The 2nd U.S. Circuit Court of Appeals in Manhattan said
Tamika Miller did not show that her whistleblowing over
Citigroup's ( C/PN ) alleged altering of audit reports obligated the bank
to pay a penalty, leading to its settlement with the Federal
Reserve and the Office of the Comptroller of the Currency (OCC).
Miller said Citigroup's ( C/PN ) conduct violated its $700 million
settlement in 2015 with the Consumer Financial Protection Bureau
over its credit card business, and its $35 million settlement
the same day with the OCC over its marketing practices.

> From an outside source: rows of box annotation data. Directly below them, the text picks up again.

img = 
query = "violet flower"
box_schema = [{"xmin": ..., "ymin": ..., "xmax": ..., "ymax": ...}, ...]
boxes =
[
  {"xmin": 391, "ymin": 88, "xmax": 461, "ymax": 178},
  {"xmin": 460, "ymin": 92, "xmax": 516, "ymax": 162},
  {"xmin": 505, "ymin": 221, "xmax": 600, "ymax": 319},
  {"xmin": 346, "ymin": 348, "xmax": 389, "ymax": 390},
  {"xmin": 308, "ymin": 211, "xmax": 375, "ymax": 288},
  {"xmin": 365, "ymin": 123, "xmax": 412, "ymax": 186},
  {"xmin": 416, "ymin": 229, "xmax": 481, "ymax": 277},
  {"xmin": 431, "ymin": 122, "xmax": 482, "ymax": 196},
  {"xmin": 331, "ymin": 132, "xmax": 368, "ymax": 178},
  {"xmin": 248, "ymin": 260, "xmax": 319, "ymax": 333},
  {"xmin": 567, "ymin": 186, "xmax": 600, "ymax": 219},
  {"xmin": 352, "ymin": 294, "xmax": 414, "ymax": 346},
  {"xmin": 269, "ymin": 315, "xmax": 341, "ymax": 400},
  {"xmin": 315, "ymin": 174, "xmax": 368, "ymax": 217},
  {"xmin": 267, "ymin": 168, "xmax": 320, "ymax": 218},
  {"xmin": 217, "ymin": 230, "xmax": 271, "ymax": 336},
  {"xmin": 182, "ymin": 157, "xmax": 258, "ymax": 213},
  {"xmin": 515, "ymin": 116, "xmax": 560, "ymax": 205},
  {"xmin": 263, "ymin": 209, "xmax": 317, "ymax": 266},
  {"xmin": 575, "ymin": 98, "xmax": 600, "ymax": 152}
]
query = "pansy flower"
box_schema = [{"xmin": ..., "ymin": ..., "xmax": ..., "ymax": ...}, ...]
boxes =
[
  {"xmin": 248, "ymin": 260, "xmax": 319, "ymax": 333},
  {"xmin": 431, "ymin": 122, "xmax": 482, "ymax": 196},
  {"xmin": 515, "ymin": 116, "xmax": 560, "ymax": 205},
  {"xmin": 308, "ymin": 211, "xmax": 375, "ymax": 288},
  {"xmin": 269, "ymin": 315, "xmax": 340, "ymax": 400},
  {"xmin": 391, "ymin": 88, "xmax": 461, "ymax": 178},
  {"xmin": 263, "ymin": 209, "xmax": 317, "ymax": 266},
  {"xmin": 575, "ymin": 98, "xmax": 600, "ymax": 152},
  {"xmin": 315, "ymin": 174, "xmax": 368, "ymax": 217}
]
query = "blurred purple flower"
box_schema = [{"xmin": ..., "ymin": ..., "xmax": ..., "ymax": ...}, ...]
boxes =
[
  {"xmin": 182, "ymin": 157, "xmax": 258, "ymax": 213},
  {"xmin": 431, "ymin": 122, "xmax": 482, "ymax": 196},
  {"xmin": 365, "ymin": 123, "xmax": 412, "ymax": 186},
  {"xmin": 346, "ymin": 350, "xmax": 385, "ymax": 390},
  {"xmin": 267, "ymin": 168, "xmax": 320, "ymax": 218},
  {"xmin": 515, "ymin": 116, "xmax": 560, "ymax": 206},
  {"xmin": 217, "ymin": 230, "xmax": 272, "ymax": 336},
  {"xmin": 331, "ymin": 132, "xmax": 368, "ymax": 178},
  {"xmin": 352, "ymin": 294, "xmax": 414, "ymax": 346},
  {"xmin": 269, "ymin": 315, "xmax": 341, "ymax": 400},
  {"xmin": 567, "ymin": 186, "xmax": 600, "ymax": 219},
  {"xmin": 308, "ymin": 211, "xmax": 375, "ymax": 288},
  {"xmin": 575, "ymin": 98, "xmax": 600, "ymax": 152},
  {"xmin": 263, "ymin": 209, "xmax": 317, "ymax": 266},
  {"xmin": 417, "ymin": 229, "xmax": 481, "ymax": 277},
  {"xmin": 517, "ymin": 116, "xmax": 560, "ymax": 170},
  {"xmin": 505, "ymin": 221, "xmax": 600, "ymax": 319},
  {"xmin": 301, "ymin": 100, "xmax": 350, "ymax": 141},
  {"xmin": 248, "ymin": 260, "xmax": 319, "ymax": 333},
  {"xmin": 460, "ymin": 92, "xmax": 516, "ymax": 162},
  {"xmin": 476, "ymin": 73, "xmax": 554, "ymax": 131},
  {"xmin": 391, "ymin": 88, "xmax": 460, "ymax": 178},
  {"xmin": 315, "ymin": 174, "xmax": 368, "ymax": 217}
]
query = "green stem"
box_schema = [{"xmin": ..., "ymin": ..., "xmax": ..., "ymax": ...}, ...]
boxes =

However, Circuit Judge Denny Chin, writing for a three-judge
panel, said that federal law gave the OCC discretion, but not an
obligation, to fine Citigroup ( C/PN ) over the audit reports. He said
that doomed Miller's accusation that the third-largest U.S. bank
hid its compliance failures to avoid a fine that the government
was entitled to collect.
Chin also said that the lawsuit by Miller, a Citigroup ( C/PN ) risk
management employee since 2014, was "bereft of the details
needed to provide Citibank with 'fair notice' of her claim, and
instead resembles an attempt to use the litigation process to
discover hypothetical wrongdoing."
Lawyers for Miller did not immediately respond to requests
for comment. Citigroup ( C/PN ) did not immediately respond to similar
requests.
Miller sued under the federal False Claims Act, which lets
whistleblowers sue on behalf of the government and share in
recoveries, typically 15% to 30%.
Such cases typically argue that companies received money
they weren't entitled to. Miller's case was a "reverse false
claim" contending that Citigroup ( C/PN ) kept money it should have paid.
Jane Fraser, Citigroup's ( C/PN ) chief executive, has made cleaning
up the New York-based bank's regulatory failings a top priority
since taking over in March 2021.
The case is U.S. ex rel Miller v Citibank NA, 2nd U.S.
Circuit Court of Appeals, No. 22-1615.